4. Overall Score (1-5)
Provide scores and a brief explanation for each.""",
)

evaluation = await evaluator.run(f"Evaluate this travel agent response:\n\n{response}")
print(f"Evaluation:\n{evaluation}")

## Cost Management Strategies

Controlling costs is critical for production AI agents. Here are key strategies:

| Strategy | Description |
|---|---|
| **Prompt optimization** | Keep system instructions concise. Remove redundant context to reduce input tokens. |
| **Model selection** | Use smaller, cheaper models (e.g.
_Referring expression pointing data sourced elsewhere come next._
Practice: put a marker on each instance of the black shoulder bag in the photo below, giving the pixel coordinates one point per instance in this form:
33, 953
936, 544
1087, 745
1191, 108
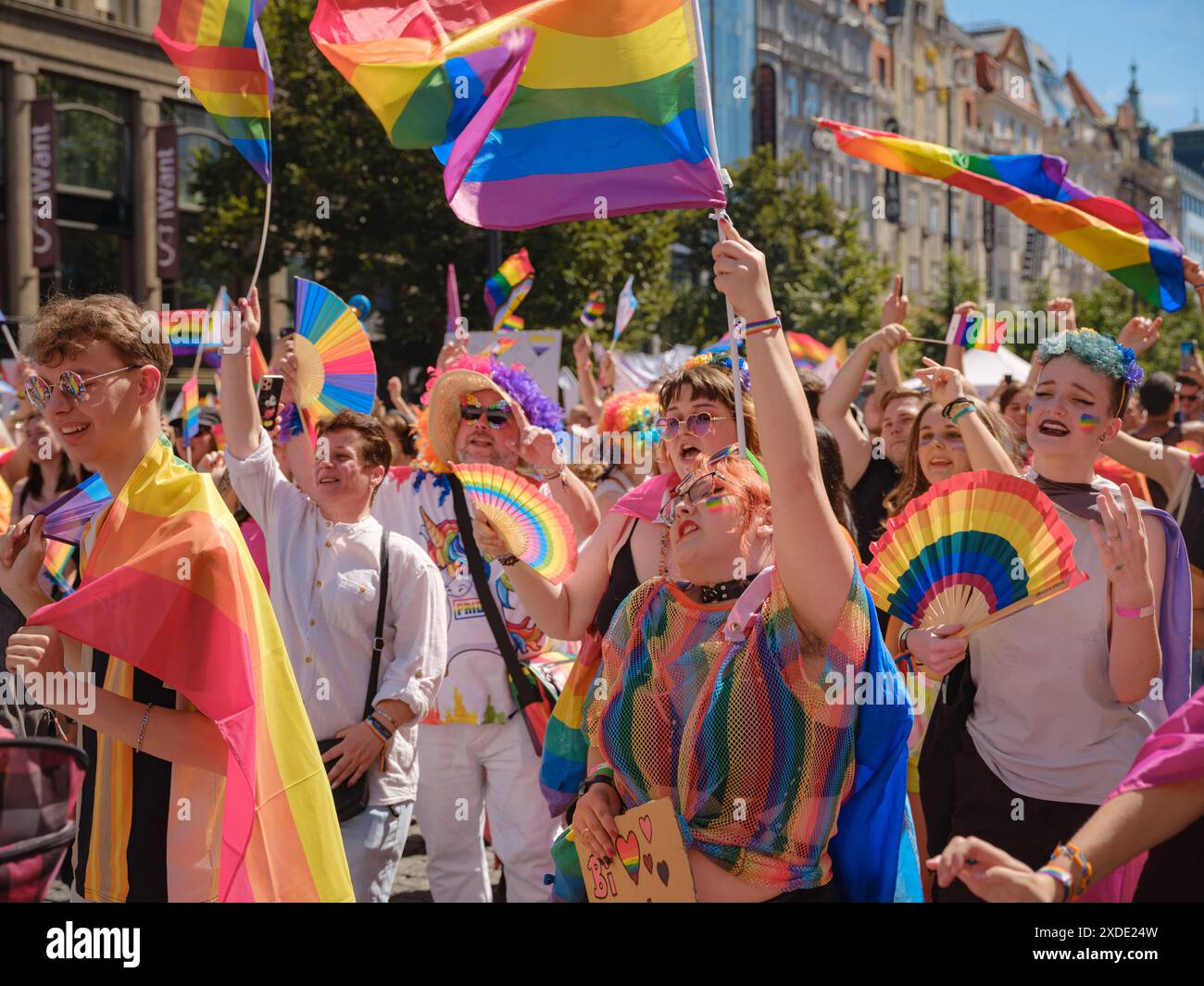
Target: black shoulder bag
533, 696
352, 798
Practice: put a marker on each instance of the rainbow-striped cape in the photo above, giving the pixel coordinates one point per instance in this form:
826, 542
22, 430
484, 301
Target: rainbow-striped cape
1110, 233
169, 588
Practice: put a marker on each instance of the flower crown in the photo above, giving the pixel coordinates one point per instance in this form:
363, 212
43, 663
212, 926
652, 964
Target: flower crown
1096, 351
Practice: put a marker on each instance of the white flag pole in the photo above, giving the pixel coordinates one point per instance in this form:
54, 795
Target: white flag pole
734, 343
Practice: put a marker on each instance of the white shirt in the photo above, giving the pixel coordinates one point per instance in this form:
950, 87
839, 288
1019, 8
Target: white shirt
325, 578
476, 690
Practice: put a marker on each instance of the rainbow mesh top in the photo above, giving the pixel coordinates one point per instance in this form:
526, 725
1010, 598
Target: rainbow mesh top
754, 757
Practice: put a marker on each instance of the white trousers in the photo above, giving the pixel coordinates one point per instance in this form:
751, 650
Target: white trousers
464, 772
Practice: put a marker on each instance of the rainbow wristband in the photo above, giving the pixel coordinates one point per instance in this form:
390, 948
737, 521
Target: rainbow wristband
765, 325
1133, 614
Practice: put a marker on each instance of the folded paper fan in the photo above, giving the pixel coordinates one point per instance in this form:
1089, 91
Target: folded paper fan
336, 369
533, 526
65, 517
973, 549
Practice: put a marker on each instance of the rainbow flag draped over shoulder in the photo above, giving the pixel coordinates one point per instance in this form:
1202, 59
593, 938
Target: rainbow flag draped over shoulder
1111, 235
541, 112
218, 47
213, 638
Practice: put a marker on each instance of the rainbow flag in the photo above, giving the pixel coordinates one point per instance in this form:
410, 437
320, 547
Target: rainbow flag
1114, 236
213, 637
541, 112
218, 47
595, 307
507, 288
192, 412
972, 332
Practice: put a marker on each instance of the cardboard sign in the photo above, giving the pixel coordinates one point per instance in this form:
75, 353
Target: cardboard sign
650, 866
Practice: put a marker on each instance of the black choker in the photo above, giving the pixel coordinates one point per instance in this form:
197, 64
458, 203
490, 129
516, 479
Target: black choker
722, 592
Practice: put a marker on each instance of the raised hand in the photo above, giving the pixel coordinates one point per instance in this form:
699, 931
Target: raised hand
895, 307
1139, 333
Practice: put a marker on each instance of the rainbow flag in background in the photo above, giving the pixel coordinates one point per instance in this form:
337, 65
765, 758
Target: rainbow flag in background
595, 307
192, 412
218, 47
1114, 236
213, 637
541, 112
972, 332
507, 288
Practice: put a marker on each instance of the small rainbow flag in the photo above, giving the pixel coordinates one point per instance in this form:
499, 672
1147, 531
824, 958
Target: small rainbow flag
218, 47
213, 637
594, 308
1114, 236
507, 288
192, 412
625, 309
972, 332
541, 112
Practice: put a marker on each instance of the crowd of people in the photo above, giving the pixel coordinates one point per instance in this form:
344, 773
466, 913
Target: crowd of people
1051, 755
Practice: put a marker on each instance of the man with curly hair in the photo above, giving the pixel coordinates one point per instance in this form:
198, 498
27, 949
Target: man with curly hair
481, 757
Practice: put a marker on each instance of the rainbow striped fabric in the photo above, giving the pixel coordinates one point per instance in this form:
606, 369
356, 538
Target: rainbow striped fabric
192, 412
594, 308
218, 47
213, 637
972, 332
1110, 233
542, 112
506, 289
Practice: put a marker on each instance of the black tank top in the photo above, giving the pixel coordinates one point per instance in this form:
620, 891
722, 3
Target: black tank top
621, 584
GPT-4o-mini) for simple tasks like classification or extraction, and reserve larger models for complex reasoning. |
| **Caching** | Cache tool results and frequent queries to avoid redundant API calls. |
| **Token budgets** | Set `max_tokens` limits to prevent unexpectedly long responses. |
| **Batching** | Group multiple user queries into a single API call where possible. |

In practice, a tiered approach works well: route straightforward requests to a fast, inexpensive model and escalate only complex queries to a more capable one.

## Summary

In this lesson you learned how to:

1. **Add observability** to agent interactions with timing and logging, laying the groundwork for tracing and monitoring.
2. **Evaluate agent responses** automatically using an evaluator agent that scores completeness, accuracy, and helpfulness.
3. **Manage costs** through prompt optimization, model selection, caching, and token budgets.

These production patterns help ensure your AI agents are reliable, measurable, and cost-effective at scale.